The act protects the Olympic emblem, ie, the Olympic rings, and the Olympic designations: the words ‘Olympiad’, ‘Olympia’, and ‘Olympic’, alone or in combination with other words including their equivalents in other languages. The IOC and the National Olympic Committee for Germany, which has been merged into the German Olympic Sports Confederation, are granted the exclusive right to use and exploit these marks. Third parties are prohibited from using the Olympic rings for (1) marking goods or services; (2) advertising goods or services; (3) as a company, business name; (4) for designating an event; or (5) for club badges or flags.

The Olympic designations or designations similar to them may not be used for these purposes if this causes a risk of confusion, including the risk that the designation is associated with the Olympic Games or the Olympic Movement.
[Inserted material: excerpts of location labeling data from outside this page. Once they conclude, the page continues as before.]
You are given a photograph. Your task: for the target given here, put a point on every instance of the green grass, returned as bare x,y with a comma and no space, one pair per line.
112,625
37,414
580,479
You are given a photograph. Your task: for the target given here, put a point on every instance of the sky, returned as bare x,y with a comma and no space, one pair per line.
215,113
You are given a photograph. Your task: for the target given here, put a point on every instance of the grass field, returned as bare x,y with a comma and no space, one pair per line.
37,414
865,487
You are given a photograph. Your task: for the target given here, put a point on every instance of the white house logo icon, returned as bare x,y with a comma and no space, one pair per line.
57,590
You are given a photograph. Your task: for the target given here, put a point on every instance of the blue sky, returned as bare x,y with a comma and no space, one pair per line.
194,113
A use of such designations is also prohibited if it unfairly exploits or impairs the reputation of the Olympic Games or the Olympic Movement without justification.

Using the terms

The Federal Supreme Court recently had to decide whether the use of the words ‘olympiareif’ (Olympia-ready) and ‘olympiaverdächtig’ (Olympia-worthy) together with sporting symbols in the advertising of sportswear constitutes a violation of this prohibition.

The court ruled that this is not the case. First, it clarified that advertising using those words is not capable of causing a risk of direct confusion with the services provided or products marketed by the German Olympic Sports Confederation or the IOC.